Spending on order and execution management systems is expected to slide significantly over the coming year as buy-side firms worldwide looks to consolidate system and rationalise their use of trading technology during the downturn, according to research from analyst house Tabb.
Nearly half of the 178 buy-side firms interviewed are considering changing their trading system, swapping out an OMS or an EMS despite the complexities involved in doing so. As the number of EMSs on the buy-side trader's desktop continues to shrink - down 50% by 2010 - some firms are opting to forgo their EMS altogether for newly-delivered trading functionality in their OMS.
Platform consolidation and the search for efficiency are driving many buy side firms to look for a new OMS or EMS, says Tabb, but the current difficult financial climate has caused overall spending on these platforms to drop.
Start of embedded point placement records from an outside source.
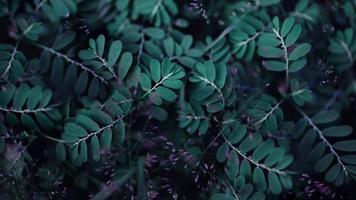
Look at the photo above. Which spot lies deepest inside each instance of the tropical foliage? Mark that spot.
(168, 99)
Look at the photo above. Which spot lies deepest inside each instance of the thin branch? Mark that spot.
(251, 160)
(215, 87)
(26, 110)
(102, 129)
(13, 54)
(158, 84)
(311, 123)
(70, 60)
(269, 113)
(285, 53)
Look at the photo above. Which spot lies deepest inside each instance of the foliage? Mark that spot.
(168, 99)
Global buy-side spending on equity-focused OMSs and EMSs will decline 13% and 11% CAGR respectively from 2007 to 2009, forecasts the analyst house.
The research suggests that the convergence of the OMS and EMS, the OEMS, will maintain its elusiveness in the years ahead as vendors scale back costly development and focus on core competencies.
"Tools to help manage volatility, counterparty risk and the rapidly changing regulatory landscape will take center stage, as the ability to help deal with these newly prioritized issues will become significant differentiators," says Adam Sussman, director of research at Tabb Group.
But he cautions: "Industry providers who put a stop to developments in core execution and order-management functionality do so at great risk."
The latest downbeat assessment contradicts earlier research from Tabb, published in July, which forecast a 12% rise in global buy-side spending on order management systems (OMS) from $450 million in 2008 to $699 million in 2012.